1. Grateful people have deeper friendships


There's something special about gratitude. It's about recognition of the positive effect someone or something else has had on your life. And yet, it's not simply about receiving - grateful people are also more likely to help others. Perhaps this is because gratitude is closely related to personality traits such as as extraversion, agreeableness, forgiveness, empathy and trust.


Together, this all means that gratitude helps to develop strong, meaningful social bonds between people. That, in turn, means that grateful people are better able to cope with stress, because they have deep, meaningful friendship networks to support them during difficult times.


2. Grateful people are less envious


Both gratitude and envy are outward-looking in that they are reactions to someone or something else. But, where gratitude is giving thanks for someone else, envy is resenting them. So, in this way, they are opposite sides of the same coin. This means that they are incompatible - you can't be grateful and envious at the same time. Just like you can't be relaxed and anxious at the same time. And here's the extension of that - the gratitude that you feel for others means that not only do you not envy their successes, it actually means that you're happy when something good happens to them.


Because they lack envy, grateful people are less materialistic.

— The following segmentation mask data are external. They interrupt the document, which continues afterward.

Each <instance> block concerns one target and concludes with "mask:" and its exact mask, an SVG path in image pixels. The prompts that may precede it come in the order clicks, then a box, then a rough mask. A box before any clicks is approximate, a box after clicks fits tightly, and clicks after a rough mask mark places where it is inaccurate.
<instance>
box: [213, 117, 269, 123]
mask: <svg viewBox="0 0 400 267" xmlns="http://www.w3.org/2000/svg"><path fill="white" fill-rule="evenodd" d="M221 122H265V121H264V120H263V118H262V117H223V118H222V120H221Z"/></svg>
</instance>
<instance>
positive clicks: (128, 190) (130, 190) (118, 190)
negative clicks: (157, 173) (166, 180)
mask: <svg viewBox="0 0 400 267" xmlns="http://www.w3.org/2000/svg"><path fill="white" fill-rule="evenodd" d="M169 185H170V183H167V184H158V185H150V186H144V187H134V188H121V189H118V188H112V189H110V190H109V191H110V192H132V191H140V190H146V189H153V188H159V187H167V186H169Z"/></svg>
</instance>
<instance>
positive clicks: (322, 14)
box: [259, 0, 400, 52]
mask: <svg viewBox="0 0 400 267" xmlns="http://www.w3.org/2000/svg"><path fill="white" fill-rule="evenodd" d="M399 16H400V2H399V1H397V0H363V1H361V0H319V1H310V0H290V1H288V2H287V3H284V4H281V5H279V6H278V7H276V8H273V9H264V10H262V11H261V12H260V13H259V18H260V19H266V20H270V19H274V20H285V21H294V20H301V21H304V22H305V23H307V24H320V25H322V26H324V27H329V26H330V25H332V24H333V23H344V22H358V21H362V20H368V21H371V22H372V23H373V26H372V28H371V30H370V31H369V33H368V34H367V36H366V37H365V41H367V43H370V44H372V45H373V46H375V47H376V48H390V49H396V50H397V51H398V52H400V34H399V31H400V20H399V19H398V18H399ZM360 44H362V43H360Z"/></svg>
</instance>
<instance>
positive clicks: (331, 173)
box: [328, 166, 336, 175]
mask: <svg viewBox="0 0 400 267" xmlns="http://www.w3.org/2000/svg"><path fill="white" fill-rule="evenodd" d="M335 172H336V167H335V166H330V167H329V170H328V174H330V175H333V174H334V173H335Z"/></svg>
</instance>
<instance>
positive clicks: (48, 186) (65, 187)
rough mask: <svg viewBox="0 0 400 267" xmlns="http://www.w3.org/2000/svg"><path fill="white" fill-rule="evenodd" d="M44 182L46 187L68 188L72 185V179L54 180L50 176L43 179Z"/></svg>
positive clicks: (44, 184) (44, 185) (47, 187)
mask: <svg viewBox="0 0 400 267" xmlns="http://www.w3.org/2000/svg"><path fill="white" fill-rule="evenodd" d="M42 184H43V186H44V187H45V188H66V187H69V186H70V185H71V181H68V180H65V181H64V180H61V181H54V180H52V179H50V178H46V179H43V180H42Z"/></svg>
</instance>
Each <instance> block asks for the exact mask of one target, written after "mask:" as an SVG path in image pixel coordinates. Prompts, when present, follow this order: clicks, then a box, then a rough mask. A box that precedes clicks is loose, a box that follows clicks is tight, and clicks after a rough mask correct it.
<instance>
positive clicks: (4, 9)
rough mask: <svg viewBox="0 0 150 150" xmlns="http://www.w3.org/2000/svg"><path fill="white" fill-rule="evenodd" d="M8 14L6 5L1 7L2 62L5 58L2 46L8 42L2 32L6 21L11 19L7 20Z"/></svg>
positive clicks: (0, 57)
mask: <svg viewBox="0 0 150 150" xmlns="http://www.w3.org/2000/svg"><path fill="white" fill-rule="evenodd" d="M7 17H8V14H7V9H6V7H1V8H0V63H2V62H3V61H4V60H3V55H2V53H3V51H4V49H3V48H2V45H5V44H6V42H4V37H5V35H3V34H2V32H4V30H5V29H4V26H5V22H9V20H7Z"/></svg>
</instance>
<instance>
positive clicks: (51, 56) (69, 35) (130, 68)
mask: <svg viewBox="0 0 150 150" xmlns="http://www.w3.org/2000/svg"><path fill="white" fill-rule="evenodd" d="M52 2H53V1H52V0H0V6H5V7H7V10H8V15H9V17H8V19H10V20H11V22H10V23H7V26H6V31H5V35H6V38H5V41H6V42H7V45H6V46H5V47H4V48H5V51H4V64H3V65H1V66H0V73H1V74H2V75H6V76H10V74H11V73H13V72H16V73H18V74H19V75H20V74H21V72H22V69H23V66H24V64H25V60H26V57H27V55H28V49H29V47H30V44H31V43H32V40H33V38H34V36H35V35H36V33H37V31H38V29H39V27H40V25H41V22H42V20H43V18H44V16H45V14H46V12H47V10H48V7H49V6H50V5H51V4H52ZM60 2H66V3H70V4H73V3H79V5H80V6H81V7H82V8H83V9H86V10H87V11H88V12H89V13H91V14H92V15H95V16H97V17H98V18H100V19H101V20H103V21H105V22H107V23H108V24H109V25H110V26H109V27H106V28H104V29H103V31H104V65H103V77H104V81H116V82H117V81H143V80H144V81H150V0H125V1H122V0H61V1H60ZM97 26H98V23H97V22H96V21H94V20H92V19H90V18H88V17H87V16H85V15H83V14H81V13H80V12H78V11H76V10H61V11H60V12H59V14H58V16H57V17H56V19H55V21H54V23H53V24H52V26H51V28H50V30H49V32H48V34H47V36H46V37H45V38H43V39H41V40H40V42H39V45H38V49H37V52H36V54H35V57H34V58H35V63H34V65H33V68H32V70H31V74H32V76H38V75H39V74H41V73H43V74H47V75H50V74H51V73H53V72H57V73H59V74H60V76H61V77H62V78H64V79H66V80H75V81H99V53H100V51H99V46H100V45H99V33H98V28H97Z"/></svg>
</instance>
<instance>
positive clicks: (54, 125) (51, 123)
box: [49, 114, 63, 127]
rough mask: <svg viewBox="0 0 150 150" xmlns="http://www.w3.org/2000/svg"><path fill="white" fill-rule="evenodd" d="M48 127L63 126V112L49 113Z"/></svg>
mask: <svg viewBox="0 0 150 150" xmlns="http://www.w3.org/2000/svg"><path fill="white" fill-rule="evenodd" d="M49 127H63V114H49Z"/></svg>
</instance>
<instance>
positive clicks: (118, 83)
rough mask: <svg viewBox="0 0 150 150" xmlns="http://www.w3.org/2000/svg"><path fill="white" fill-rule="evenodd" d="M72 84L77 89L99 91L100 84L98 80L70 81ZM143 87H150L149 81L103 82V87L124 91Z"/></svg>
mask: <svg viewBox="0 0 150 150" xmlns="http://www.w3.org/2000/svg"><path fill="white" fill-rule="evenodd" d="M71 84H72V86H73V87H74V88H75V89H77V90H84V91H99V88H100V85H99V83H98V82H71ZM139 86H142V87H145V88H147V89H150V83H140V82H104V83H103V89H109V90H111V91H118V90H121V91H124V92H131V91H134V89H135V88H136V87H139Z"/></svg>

That same positive outward-looking basis of gratitude means that grateful people are more generous with their material possessions and much less committed to the idea that material wealth leads to happiness. This is all good because of the clear evidence that a preoccupation with materialism damages wellbeing and working on your gratitude can help that.


3. Grateful people have higher self-esteem


Gratitude is about paying attention to all the good things coming your way. Given that kind of focus, it's easy to see why gratitude is so closely linked to high self-esteem. Because if you had no worth at all, surely no one would bother sending positive things your way. Because of the lack of focus on materialism and the lack of envy towards others, it also becomes more likely that your self esteem will be stable regardless of the ups and downs of life.


4. Grateful people squeeze the most juice out of the good times


Grateful people are biased. They focus more on the good things that have happened to them. And this is not just at the time it happens - grateful people are also much more likely to remember good things from their past than negative things. This is not due to consciously selecting positive memories, as it applies just as much to intrusive memories - grateful people are ambushed my good memories!


One of the reasons for this seems to be that gratitude can brings closure to an unpleasant memory. For example, when asked to write about the positive consequences from an unpleasant event, people showed more memory closure, less unpleasant emotional impact, and less intrusiveness of the negative memory than others who simply wrote about the negative event.


What this memory bias means is that gratitude helps you to keep on re-living the good experiences from your past. This, in turn, can lead affect your sense of who you are, because identity itself is affected by the memories we recall.


5. Grateful people achieve their goals


There's a kind of passive character to gratitude because it's about acknowledging that you have received (rather than done) something positive. However, we've already seen that grateful people are more likely to help other people, and more likely to work on developing deep friendships, so it's perhaps not surprising that there's also a pro-active aspect to being grateful. This extends to life goals. People who were asked to keep a gratitude journal for ten weeks made more progress towards their life goals than people in a control condition.


Gratitude makes life worth living


When you stack all of this up, it's not hard to believe that among all the personality traits, gratitude has one of the highest correlations with wellbeing. It brings life satisfaction, vitality, and happiness. And, best of all, you can do something about it. Something pretty simple. One of the most powerful studies asked students to write a letter to someone they were grateful to and deliver it to them in person. For the students who were less happy to start with, this had a significant effect on their gratitude and happiness compared to a control condition. And that happiness effect lasted - it was still there when the researcher checked back two months later.